Aquatic Therapy for Rehabilitation
Aquatic therapy, also called water therapy, is the practice of performing therapeutic exercises in a pool. Swimming laps is what first comes to mind when we think of pool exercise, but aquatic therapy uses the pool environment to facilitate a low-impact exercise regimen for a client. This has proven to be particularly effective for treating back pain, and for rehabilitation from musculoskeletal injuries or spinal surgery. An aquatic therapy regimen should always be tailored to a client by a professional that understands the client’s condition and abilities. A regimen can include simple exercises performed while standing in a shallow pool, or use high-tech equipment like an underwater treadmill. However easy or intense a client’s water workout is, the therapy is beneficial for the same reasons.
There are several reasons why aquatic therapy has become a favored method for rehabilitation exercise. Pools that are heated increase blood circulation and can help soothe pain. These aren’t always available for exercise, but even in cooler temperatures exercising in the water when you have pain decreases the load and pressure of your body weight. The buoyancy of water allows the body to move weightlessly, which means clients are often able to twist and turn more freely. Range-of-motion exercises that would not be possible for a client to perform in a typical gym environment can result in increased mobility during and after recovery. In addition to buoyancy, the water provides a light resistance which helps a client rebuild their strength and flexibility in a safe and comfortable environment.

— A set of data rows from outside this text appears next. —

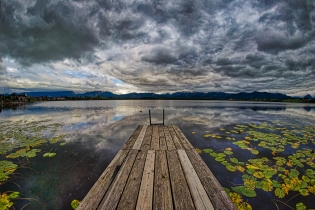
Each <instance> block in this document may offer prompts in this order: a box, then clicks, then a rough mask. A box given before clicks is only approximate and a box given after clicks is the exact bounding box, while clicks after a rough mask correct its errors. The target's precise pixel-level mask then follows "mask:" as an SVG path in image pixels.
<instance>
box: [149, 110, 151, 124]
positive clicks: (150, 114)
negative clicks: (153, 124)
mask: <svg viewBox="0 0 315 210" xmlns="http://www.w3.org/2000/svg"><path fill="white" fill-rule="evenodd" d="M149 119H150V125H151V112H150V109H149Z"/></svg>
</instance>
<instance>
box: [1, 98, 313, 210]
mask: <svg viewBox="0 0 315 210" xmlns="http://www.w3.org/2000/svg"><path fill="white" fill-rule="evenodd" d="M148 109H151V113H152V122H160V121H162V109H165V123H166V124H176V125H178V126H179V128H180V129H181V130H182V131H183V133H184V134H185V135H186V137H187V138H188V139H189V140H190V142H191V143H192V145H193V146H194V147H196V148H200V149H204V148H212V149H215V150H220V149H222V148H223V149H224V148H226V147H231V141H227V140H225V138H222V139H213V138H205V137H204V134H205V131H209V132H210V133H216V134H218V135H223V136H224V133H225V132H222V131H221V130H220V128H225V129H230V128H232V129H233V126H235V125H236V124H246V123H256V124H260V123H263V122H267V123H271V122H274V121H275V120H280V121H281V122H289V123H293V124H298V125H314V124H315V105H312V104H292V103H288V104H286V103H261V102H260V103H259V102H222V101H177V100H176V101H164V100H157V101H155V100H125V101H121V100H117V101H64V102H42V103H36V104H32V105H29V106H26V107H23V108H21V109H18V110H14V111H13V110H4V111H2V112H1V113H0V120H11V121H18V120H28V121H38V120H47V119H49V120H51V122H52V123H55V122H56V123H63V124H64V126H63V127H62V128H60V129H59V130H58V133H62V134H69V135H68V137H67V139H66V140H67V141H68V143H67V144H66V145H65V146H63V147H61V146H59V144H53V145H45V147H44V150H46V151H50V150H54V151H55V152H56V153H57V155H56V156H55V157H53V158H49V159H48V158H43V157H42V155H38V156H37V157H35V158H31V159H29V161H30V164H29V166H28V167H27V168H21V169H18V170H17V173H19V174H21V175H20V176H19V177H18V178H16V179H14V182H15V183H7V184H5V185H4V186H0V192H5V191H10V190H17V191H19V192H21V197H24V198H31V199H30V200H18V201H16V205H15V207H16V209H19V208H21V207H22V206H24V205H25V204H27V203H31V204H30V205H28V206H26V207H25V208H24V209H62V210H66V209H71V206H70V203H71V201H72V200H73V199H78V200H82V199H83V198H84V196H85V195H86V193H87V192H88V191H89V189H90V188H91V187H92V185H93V184H94V182H95V181H96V180H97V178H98V177H99V176H100V175H101V173H102V172H103V171H104V169H105V168H106V167H107V165H108V164H109V163H110V161H111V160H112V159H113V157H114V156H115V155H116V154H117V152H118V151H119V149H120V148H121V146H122V145H123V144H124V142H125V141H126V140H127V139H128V138H129V136H130V135H131V134H132V132H133V131H134V130H135V128H136V127H137V125H141V124H149V118H148ZM192 132H195V134H192ZM234 149H236V148H235V145H234V147H233V151H235V150H234ZM239 150H240V152H239V153H237V152H235V154H237V155H238V157H239V159H242V158H246V157H245V156H246V155H248V154H247V153H244V152H242V150H241V149H239ZM201 157H202V158H203V159H204V160H205V162H206V163H207V164H208V166H209V167H210V169H211V170H212V172H213V173H214V175H215V176H216V177H217V178H218V180H219V182H220V183H221V185H222V186H226V187H231V186H232V185H231V182H233V183H238V182H240V180H239V179H240V178H239V177H240V176H239V175H238V176H236V173H232V172H229V171H227V170H226V169H225V167H224V166H222V165H221V164H218V163H217V162H215V161H214V158H213V157H211V156H209V155H208V154H205V153H202V154H201ZM1 159H3V157H1ZM1 159H0V160H1ZM257 195H258V196H257V197H256V198H250V199H248V202H249V203H250V204H251V205H252V207H253V209H264V208H263V206H265V209H276V207H275V205H274V204H273V202H272V201H271V199H275V197H272V195H271V194H268V193H264V192H262V191H259V190H258V191H257ZM289 198H290V197H288V199H289ZM301 199H304V200H303V201H304V203H306V204H307V206H308V207H312V208H315V206H314V204H313V201H314V199H315V196H314V195H312V196H309V197H307V199H305V198H301V196H296V197H295V198H293V199H292V200H291V201H290V202H292V206H294V204H295V203H296V202H297V201H299V200H301ZM290 202H289V203H290ZM279 207H280V208H281V209H286V208H287V207H286V206H285V205H282V206H281V205H279Z"/></svg>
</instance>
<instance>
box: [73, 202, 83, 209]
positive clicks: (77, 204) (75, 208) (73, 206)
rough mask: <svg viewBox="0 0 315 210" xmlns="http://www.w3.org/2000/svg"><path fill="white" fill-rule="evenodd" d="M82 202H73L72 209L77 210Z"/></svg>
mask: <svg viewBox="0 0 315 210" xmlns="http://www.w3.org/2000/svg"><path fill="white" fill-rule="evenodd" d="M80 203H81V202H80V201H78V200H73V201H71V207H72V208H73V209H76V208H78V206H79V205H80Z"/></svg>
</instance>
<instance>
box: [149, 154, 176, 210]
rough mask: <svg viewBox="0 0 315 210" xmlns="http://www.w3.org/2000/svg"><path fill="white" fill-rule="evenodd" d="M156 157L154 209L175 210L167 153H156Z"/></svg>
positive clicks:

Another reason aquatic therapy is especially recommended for recovery from an injury or surgery is that it allows a client to exercise with no risk of falling. This also makes the therapy a great option for clients whose balance is an issue. Even when a client performs exercises they could never attempt on land, aquatic therapy is a safer and less painful experience overall. There are a few instances where exercising in a pool could be detrimental. Any infection, fever, or open wound is a risk factor when entering a pool. A client should be cleared from these concerns before diving into their treatment plan, but aquatic therapy can still help anyone rehabilitating!